In the Old Testament, not many women are named.  If mentioned at all, they are mostly mentioned as wife of, or daughter of, somebody important.  Hannah is not in a family of means.  She is not married to anyone especially significant.  She has not done anything notable to build a reputation.  She is just an ordinary married woman with no children, which was about as socially insignificant as you could be.  And yet we have not only her name, we have her words – and the words of a woman are especially rare in the Old Testament.  We have her name and her story and her voice crying out for justice.

Hannah’s song ends by saying that God will give strength to the king, God’s anointed.  Do you remember?  Israel does not have a king.  Not yet.  Hannah’s son Samuel will become the great prophet and Samuel will anoint the king, in time anointing King David.  Hannah anticipates a time when Israel will have a king who will establish justice in the land.  She celebrates God’s solution before it has even happened.

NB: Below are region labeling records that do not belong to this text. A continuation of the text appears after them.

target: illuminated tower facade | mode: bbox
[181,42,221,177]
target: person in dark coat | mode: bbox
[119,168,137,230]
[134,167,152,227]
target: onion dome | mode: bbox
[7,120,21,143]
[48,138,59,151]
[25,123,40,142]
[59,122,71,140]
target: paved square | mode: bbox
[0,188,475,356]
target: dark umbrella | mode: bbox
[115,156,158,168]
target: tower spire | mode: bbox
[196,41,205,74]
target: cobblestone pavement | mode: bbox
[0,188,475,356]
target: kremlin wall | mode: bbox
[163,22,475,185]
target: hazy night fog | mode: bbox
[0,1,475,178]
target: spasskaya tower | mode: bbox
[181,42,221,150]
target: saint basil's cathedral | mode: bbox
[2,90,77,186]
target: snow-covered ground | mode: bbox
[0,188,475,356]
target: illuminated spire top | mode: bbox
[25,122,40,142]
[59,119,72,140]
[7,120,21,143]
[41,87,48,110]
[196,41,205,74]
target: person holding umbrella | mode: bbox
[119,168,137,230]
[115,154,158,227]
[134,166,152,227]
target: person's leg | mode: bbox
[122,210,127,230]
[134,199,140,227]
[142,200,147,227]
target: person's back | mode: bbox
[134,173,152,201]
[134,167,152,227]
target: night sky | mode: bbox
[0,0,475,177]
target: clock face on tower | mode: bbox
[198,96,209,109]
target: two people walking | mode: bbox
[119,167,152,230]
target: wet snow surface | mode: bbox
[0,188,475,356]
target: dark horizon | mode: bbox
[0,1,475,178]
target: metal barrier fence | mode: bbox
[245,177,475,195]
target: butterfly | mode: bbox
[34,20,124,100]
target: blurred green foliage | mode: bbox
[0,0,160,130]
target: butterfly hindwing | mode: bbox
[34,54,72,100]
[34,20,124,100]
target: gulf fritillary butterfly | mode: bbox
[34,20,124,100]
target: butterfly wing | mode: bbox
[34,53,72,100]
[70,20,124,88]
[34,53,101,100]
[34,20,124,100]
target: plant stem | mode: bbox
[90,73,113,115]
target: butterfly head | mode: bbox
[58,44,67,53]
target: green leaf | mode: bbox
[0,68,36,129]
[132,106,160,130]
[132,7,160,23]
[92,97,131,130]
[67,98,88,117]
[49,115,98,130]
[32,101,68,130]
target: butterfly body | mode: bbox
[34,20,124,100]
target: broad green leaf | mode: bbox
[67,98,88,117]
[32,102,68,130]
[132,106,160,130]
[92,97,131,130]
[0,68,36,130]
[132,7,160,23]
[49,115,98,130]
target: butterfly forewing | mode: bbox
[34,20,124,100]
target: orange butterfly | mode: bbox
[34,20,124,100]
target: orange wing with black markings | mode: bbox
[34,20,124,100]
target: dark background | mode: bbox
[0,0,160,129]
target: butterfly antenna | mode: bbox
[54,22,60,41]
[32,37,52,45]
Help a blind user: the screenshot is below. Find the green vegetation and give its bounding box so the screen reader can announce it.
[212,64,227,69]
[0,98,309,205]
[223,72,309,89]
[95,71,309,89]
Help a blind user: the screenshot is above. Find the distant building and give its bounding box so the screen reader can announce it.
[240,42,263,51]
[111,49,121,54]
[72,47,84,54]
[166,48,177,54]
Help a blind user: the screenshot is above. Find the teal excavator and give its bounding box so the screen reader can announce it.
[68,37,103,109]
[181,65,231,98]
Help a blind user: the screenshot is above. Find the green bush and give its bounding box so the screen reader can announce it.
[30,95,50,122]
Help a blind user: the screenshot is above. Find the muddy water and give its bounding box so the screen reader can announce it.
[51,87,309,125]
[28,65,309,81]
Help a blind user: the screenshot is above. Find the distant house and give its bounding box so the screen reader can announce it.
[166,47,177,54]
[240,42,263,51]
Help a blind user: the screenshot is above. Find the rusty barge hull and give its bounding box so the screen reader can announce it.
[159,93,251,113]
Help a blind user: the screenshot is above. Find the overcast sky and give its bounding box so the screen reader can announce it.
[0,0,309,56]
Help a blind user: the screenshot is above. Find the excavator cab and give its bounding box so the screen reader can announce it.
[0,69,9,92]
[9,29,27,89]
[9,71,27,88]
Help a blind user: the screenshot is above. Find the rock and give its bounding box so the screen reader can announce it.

Well, what about us?  What about us living in this very strange time, in this sometimes scary and chaotic world in which we have to face multiple crises?

Like Hannah, our lives can be filled with sadness, with pain, with disappointment.  And it is within our faith to ask for something different from God – even to demand something different from God.  That is not the way we usually pray.  But maybe there are those times when we need to take our situation and we need to take God seriously enough to pray in that way.  It’s OK.  God can handle it.

And then this story serves as a reminder for us that God is in the business of bringing about justice.  It is for us to pray for that, to call for that, to work for that.  And like Hannah we can look toward and anticipate God’s victory, even when we cannot yet see it.

Now let me acknowledge that in some ways stories like this can be problematic.  What about those who suffer from infertility and long for a child?  What about those who for whom everything doesn’t work out in the long run as it does for Hannah?  This may story not be entirely helpful for everyone.  

But it does serve to tell us that we can pour out our souls before God – and we can look toward and live into God’s justice, even when we cannot see it yet.  Thanks be to God.  Amen.